An asteroid half the size of a football field will give Earth
the ultimate close shave this month, passing closer than many satellites
when it whizzes by. But it won't hit the planet, NASA scientists say.
The asteroid 2012 DA14
will fly by Earth on Feb. 15 and zip within 17,200 miles (27, 680
kilometers) of the planet during the cosmic close encounter. The
asteroid will approach much closer to Earth than the moon, and well
inside the paths of navigation and communications satellites. "This is a record-setting close approach," Don Yeomans, the head of NASA's asteroid-tracking program, said in a statement.
"Since regular sky surveys began in the 1990s, we've never seen an object this big get so close to Earth."
"2012 DA14 will definitely not hit Earth.
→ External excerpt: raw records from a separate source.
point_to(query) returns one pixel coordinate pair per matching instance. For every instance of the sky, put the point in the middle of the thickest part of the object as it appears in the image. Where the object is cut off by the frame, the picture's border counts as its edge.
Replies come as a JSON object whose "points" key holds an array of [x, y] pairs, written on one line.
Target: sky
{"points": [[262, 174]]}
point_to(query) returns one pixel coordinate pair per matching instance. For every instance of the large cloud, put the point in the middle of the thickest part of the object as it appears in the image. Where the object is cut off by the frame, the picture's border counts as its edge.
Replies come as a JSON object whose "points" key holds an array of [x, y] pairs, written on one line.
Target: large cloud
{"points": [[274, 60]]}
The orbit of the asteroid is known well enough to rule out an impact," Yeomans, who heads the Near-Earth Object Program at NASA's Jet Propulsion Laboratory in Pasadena, Calif. He added that the odds it will slam into a satellite are "extremely remote."
A fairly typical asteroid such as 2012 DA14 — which measures 150 feet (45 meters) across — zips by Earth about every 40 years, but only strikes every 1,200 years, Yeomans estimated, and the impact of such an object would not be catastrophic over a wide area.
Asteroid 2012 DA14 is about the same size of the object that exploded in the atmosphere above Siberia in 1908, leveling hundreds of square miles in what scientists now call the "Tunguska Event," NASA officials explained.
Yeomans said an asteroid similar in size to 2012 DA14 slammed into Earth 50,000 years ago to create the famed Meteor Crater in Arizona. But the Meteor Crater asteroid was made of iron, which made its impact especially strong.
When asteroid 2012 DA14 zooms by Earth, NASA scientists will be tracking the space rock closely.
The observation campaign should help astronomers build a 3-D map asteroid of 2012 DA14, as well as refine estimates on the space rock's shape, spin and reflectivity, NASA officials said.
Since the object will be moving across the sky so fast, only the most experienced amateur astronomers are likely to catch its close pass. But it could be a challenge.
"The asteroid will be racing across the sky, moving almost a full degree (or twice the width of a full moon) every minute," Yeomans said. "That's going to be hard to track."